3. Future Directions and Conclusions

This review focuses on cognitive impairment in GDM and the different pathologies of GDM that can lead to cognitive impairment. The pathologies outlined are also suggested to be involved in T2DM-related cognitive decline; hence it is reasonable to consider the shared pathologies as possible contributors to their complications as well. Here, we would like to highlight several notes that can aid future research in GDM-associated maternal cognitive impairment:
(a)
Potential biomarkers and molecules for cognitive decline includes AGEs, serine-phosphorylated IRS-1, and cytokines such as TNF-α, hs-CRP, leptin, IL-1β, and IL-6. The level of these molecules should be evaluated in GDM cases in the future and in relation to cognitive decline.
(b)
The PI3K and AKT signalling cascade is important in the downstream insulin pathway in GDM. Moreover, there is also crosstalk with other pathways that are important in maintaining cognitive function through increasing or decreasing key regulators of cognitive function such as GSK3β.
However, one should also be cautious in relating complications seen in T2DM with GDM. Although the similarities between both do provide some clues when investigating GDM-related cognitive impairment, there are some differences between T2DM and GDM that need to be taken into account.

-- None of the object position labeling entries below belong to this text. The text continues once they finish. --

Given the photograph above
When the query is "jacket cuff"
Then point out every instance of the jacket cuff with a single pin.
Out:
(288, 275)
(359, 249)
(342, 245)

Firstly, pregnancy hormones play a pivotal role in the pathophysiology of GDM and therefore its involvement in GDM-associated maternal cognitive impairment should be explored as well. Secondly, GDM is a transient disease where, in most cases, blood sugar level will return to normal after delivery. This provides a major setback in GDM research where it is difficult to determine whether complications related to GDM and its effects are long-term. Thirdly, while the diseases may share similarities on a genotypic and phenotypic level, they have different risk factors, such as age and gender, which may play contributing role in their pathophysiologies.
There is clearly a need for more research in understanding cognitive impairment in GDM even though GDM-related pathologies such as hyperglycemia, insulin resistance, oxidative stress, and neuroinflammation have been extensively explored in the cognitive impairment of different diseases e.g., AD and T2DM. As new knowledge is gained, it can be applied to develop new and improved ways to prevent and treat GDM and its related complications.

Funding

This research and APC were funded by the Ministry of Education of Malaysia with Universiti Teknologi MARA (UiTM) through the Fundamental Research Grant Schemes (FRGS; 600-RMI/FRGS 5/3 (0020/2016) and FRGS/1/2014/SKK02/UITM/03/1).

Conflicts of Interest

The authors declare no conflict of interest.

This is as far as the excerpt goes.